When asked how his clients were after their questioning and release, Mr O’Connell replied: “Shell-shocked.”
He added: “There’s no justification for the arrest, no justification for detaining them for 24 hours. There
is no case to meet.
“They’re totally innocent. And they are totally and absolutely revulsed by the allegation that they murdered a child.”
He added: “Part of the reason that I went as their mouthpiece to so speak was because of my own professional concerns at the entire scenario that has evolved.
“A knock at the door and next thing they are held for 24 hours each and there is a siege almost outside Castleisland Garda station when the lady comes out.
“She is being driven by a solicitor from my office and she’s had to run the gauntlet of photographers and cameramen, who have now taken her photograph and filmed her.
“And she’s never (been) prosecuted for anything and all that is on the record forever. Can anyone justify that?”
When asked was it possible for the man and woman to get back to a normal life after the arrests, Mr O’Connell replied: “How can it be? These are two people who have never been in a Garda station in their lives, never as much as got a parking ticket, never had got penalty points.
“They are in gainful employment, they are pillars of the community.
“How can they go back to work? How can they go back to normal living?

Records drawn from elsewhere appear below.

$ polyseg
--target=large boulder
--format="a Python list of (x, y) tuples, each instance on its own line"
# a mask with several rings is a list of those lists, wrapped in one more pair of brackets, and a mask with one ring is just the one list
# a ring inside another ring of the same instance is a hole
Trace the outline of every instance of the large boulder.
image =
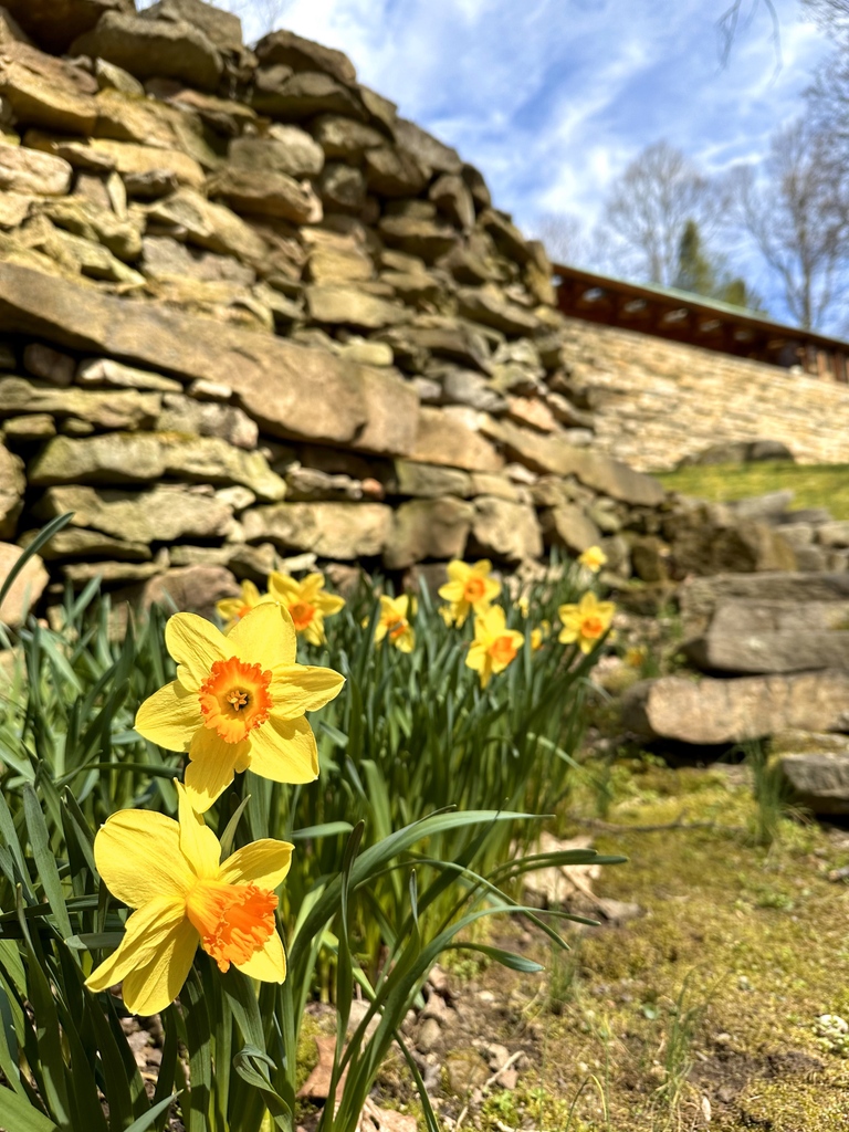
[(500, 561), (520, 563), (539, 558), (542, 534), (537, 512), (526, 504), (511, 503), (497, 496), (474, 500), (472, 522), (474, 552)]
[(7, 44), (0, 57), (0, 95), (20, 125), (87, 137), (97, 121), (96, 93), (87, 71), (25, 43)]
[(357, 82), (357, 71), (346, 54), (294, 32), (280, 31), (265, 35), (257, 43), (257, 59), (264, 67), (282, 65), (293, 71), (324, 71), (348, 85)]
[(25, 491), (24, 461), (0, 445), (0, 539), (10, 539), (15, 534)]
[(70, 189), (72, 170), (62, 157), (0, 143), (0, 189), (61, 197)]
[(295, 224), (317, 224), (321, 201), (288, 173), (226, 165), (208, 182), (209, 196), (222, 197), (237, 213), (273, 216)]
[(242, 48), (242, 22), (204, 0), (157, 0), (140, 12), (144, 19), (185, 22), (198, 27), (220, 51), (239, 53)]
[[(20, 547), (0, 542), (0, 585), (6, 582), (23, 552)], [(11, 628), (18, 628), (23, 625), (27, 614), (44, 592), (48, 582), (48, 572), (44, 569), (41, 558), (37, 555), (31, 555), (0, 604), (0, 624)]]
[(666, 498), (659, 480), (635, 472), (602, 452), (576, 448), (560, 436), (540, 436), (505, 420), (494, 421), (488, 432), (509, 455), (535, 472), (574, 475), (593, 491), (632, 506), (657, 507)]
[(250, 264), (260, 263), (266, 252), (265, 240), (250, 224), (195, 189), (182, 188), (157, 200), (147, 215), (149, 222), (185, 232), (189, 243), (208, 251)]
[(324, 168), (320, 145), (297, 126), (273, 126), (272, 130), (265, 138), (233, 138), (228, 152), (230, 164), (254, 173), (318, 177)]
[(23, 413), (74, 417), (102, 429), (149, 428), (161, 409), (157, 393), (139, 389), (67, 389), (5, 376), (0, 380), (0, 419)]
[[(400, 415), (400, 403), (418, 400), (398, 377), (353, 366), (326, 350), (156, 303), (122, 302), (14, 264), (0, 263), (0, 329), (29, 333), (187, 380), (230, 386), (246, 412), (272, 436), (359, 444), (368, 451), (369, 419), (388, 421)], [(411, 415), (392, 432), (410, 448), (415, 428)], [(386, 435), (385, 429), (380, 432)], [(410, 449), (398, 447), (387, 454), (409, 455)], [(424, 457), (424, 462), (449, 461)]]
[(223, 70), (217, 49), (194, 24), (115, 11), (75, 40), (70, 54), (106, 59), (136, 78), (182, 79), (199, 91), (214, 91)]
[(790, 751), (777, 767), (795, 806), (829, 817), (849, 814), (849, 749)]
[(271, 541), (282, 550), (352, 560), (383, 552), (392, 508), (379, 503), (281, 503), (246, 511), (241, 521), (249, 542)]
[(3, 7), (36, 43), (61, 54), (102, 16), (131, 11), (132, 0), (3, 0)]
[(686, 624), (704, 623), (719, 606), (730, 601), (749, 607), (780, 602), (797, 609), (808, 602), (849, 602), (849, 574), (717, 574), (687, 578), (678, 590)]
[(130, 542), (216, 539), (226, 537), (233, 528), (233, 509), (226, 503), (213, 495), (177, 486), (151, 491), (54, 487), (48, 488), (33, 508), (33, 513), (44, 521), (68, 512), (74, 513), (74, 526)]
[(471, 472), (499, 472), (504, 460), (480, 432), (462, 420), (422, 406), (411, 456), (422, 464), (445, 464)]
[(849, 672), (642, 680), (623, 698), (623, 722), (644, 739), (715, 746), (779, 731), (849, 730)]
[(714, 632), (685, 646), (691, 663), (705, 672), (804, 672), (823, 668), (849, 671), (849, 633), (827, 631)]
[(402, 504), (393, 517), (384, 564), (405, 569), (426, 558), (462, 558), (473, 516), (471, 504), (453, 496)]
[(387, 302), (358, 286), (337, 283), (308, 286), (307, 307), (316, 323), (352, 326), (361, 331), (394, 326), (410, 317), (398, 303)]
[(163, 477), (197, 483), (241, 483), (274, 503), (285, 482), (259, 452), (245, 452), (220, 437), (181, 432), (109, 432), (49, 440), (28, 469), (29, 483), (146, 483)]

“How can their children go back to normal living? How can the extended family go back to normal living?
“They can’t.”
He did, however, say that there was no consideration at this stage for the man and woman taking a civil case against gardai. And he added: “If you arrest somebody on the basis that you are matching their DNA, does that automatically equate that they are guilty of murder?
“To any right-thinking person it doesn’t.”
When contacted over Mr O’Connell’s statements, a Garda spokesman said: “An Garda Siochana does not comment on remarks made by third parties.”
And he repeated the force’s call for witnesses to come forward. He said: “Every line of enquiry identified or
developed during the investigation
has and will continue to be thoroughly investigated.
“The investigation into the death of Baby John is continuing and a file will
be prepared for the Director of Public Prosecutions.
“An Garda Siochana continues to appeal to any person with information to contact Killarney Garda station (064) 667 1160 the Garda Confidential Line 1800 666 111 or any Garda station.”